Comment distinguer les appellations dans le verre ?
La dégustation n’est pas affaire de simple mémoire : c’est une écoute des sensations, un dialogue intime avec le vin. Voici, village par village, quelques clés d’identification sensorielle :
Gevrey-Chambertin : puissance chevillée à la terre
Un vin de Gevrey-Chambertin se distingue par sa couleur profonde, presque grenat sombre dès la jeunesse. Le nez trahit une plénitude — fruits noirs, mûre, cassis, parfois la prune confite. Rapidement, le poivre blanc, le cuir frais, une pointe de réglisse viennent signer la bouche qui se construit large, ample, presque athlétique. Un velours dense, charpenté par des tanins présents, qui patinent avec le temps.
- Premier Cru typique : “Les Cazetiers” mêle fruits noirs et épices, tension saline.
- Anecdote : On surnomme souvent Gevrey “le roi des vins bourguignons” — c’est la commune qui abrite le plus grand nombre de Grands Crus (9 : Chambertin, Clos de Bèze, etc.).
(Source : Anthony Hanson, “Burgundy”, Clive Coates “Côte d’Or” ; BIVB)
Chambolle-Musigny : la dentelle et le parfum
Dans le verre, c’est l’élégance incarnée. Couleur rubis clair, discours floral, et surtout cette expression de pivoine, de pétale de rose, de fruits rouges acidulés (framboise, groseille). Une bouche d’une finesse presque crémeuse, portée par une minéralité calcaire qui tend le vin. Les tanins rappellent parfois la poudre d’amande : soyeux, discrets.
- Premier Cru emblématique : “Les Amoureuses”, d’aucuns disent qu’il vaut certains Grands Crus, tant il tutoie la sensualité sur la langue.
- Terroir : Les cailloutis calcaires filtrants expliquent cette sensation d’aérien.
Vosne-Romanée : Noyau de velours et épices
Au centre du mythe, Vosne. Sa palette olfactive est une véritable boîte à épices : iris, violette, cerise Burlat, cannelle, muscade, un soupçon de truffe, de cacao. En bouche, le vin ondule, velouté, caressant, salué d’une acidité magistrale qui fait durer les arômes longtemps — la finale appelle irrésistiblement une autre gorgée.
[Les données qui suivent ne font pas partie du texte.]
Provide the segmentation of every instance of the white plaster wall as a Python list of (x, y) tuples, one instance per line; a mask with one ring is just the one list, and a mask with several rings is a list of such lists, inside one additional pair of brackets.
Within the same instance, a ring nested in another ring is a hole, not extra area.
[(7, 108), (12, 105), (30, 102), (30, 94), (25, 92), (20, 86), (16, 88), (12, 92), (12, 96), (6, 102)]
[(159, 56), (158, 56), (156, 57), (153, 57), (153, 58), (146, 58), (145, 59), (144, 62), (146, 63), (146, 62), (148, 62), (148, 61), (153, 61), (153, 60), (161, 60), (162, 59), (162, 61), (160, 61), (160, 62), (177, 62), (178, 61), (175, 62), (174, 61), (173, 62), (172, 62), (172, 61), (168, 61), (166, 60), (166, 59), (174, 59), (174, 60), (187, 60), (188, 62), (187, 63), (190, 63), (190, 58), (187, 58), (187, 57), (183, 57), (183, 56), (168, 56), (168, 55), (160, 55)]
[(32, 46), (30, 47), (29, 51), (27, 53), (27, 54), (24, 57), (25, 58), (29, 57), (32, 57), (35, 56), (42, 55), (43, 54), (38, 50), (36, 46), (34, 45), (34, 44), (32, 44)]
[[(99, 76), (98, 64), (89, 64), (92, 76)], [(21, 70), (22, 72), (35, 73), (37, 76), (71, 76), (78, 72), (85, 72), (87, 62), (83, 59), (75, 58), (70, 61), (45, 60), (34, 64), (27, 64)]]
- Célébrité : On la décrit souvent comme “le trésor le mieux gardé du vignoble bourguignon”. Certains de ses climats sont les plus chers du monde (Romanée-Conti, La Tâche).
- Repère sensoriel : La douceur des tanins et la profondeur des arômes d’épices sont inimitables.
Nuits-Saint-Georges : Force, noblesse et rusticité apprivoisée
Nuits-Saint-Georges offre des vins plus puissants, parfois plus tanniques à la jeunesse, avec en filigrane une énergie terrienne. Les arômes de fruits noirs, la mûre sauvage, le cassis, s’enrichissent d’une touche légèrement giboyeuse, parfois réglissée ou poivrée. Les villages du sud (Premeaux, Les Saint-Georges) produisent des vins plus massifs, ceux du nord (côté Vosne) plus élégants et floraux.
- Premier Cru de légende : “Les Saint-Georges”, profond, ample, qui peut cicatriser les années.
- Singularité : Nuits n’a pas de Grand Cru — une exception notable sur la Côte ! (Source : “Grand Atlas des vignobles de France”, Benoit France)
Morey-Saint-Denis et Vougeot : Équilibres subtils et charisme discret
- Morey-Saint-Denis : Entre la structure de Gevrey et la grâce de Chambolle, Morey offre une bouche veloutée, un nez de cerise noire, de griotte, d’humus, parfois la rose poivrée. Son expression est souvent une histoire d’équilibre, vibrante.
- Vougeot : Les vins du village, en-dehors du mythique Clos de Vougeot, séduisent par leur complexité aromatique (fruits rouges mûrs, notes de feuilles sèches), leur tension en bouche, une finale souvent mentholée.
Fixin : la fraîcheur du Nord
Fixin, trop souvent laissé dans l’ombre, livre des vins d’une belle énergie : fruits rouges jeunes — griotte, framboise —, une fraîcheur mentholée, une structure droite qui s’arrondit en vieillissant. Le terroir en pente douce, tapissé de marnes blanches, imprime une signature franche.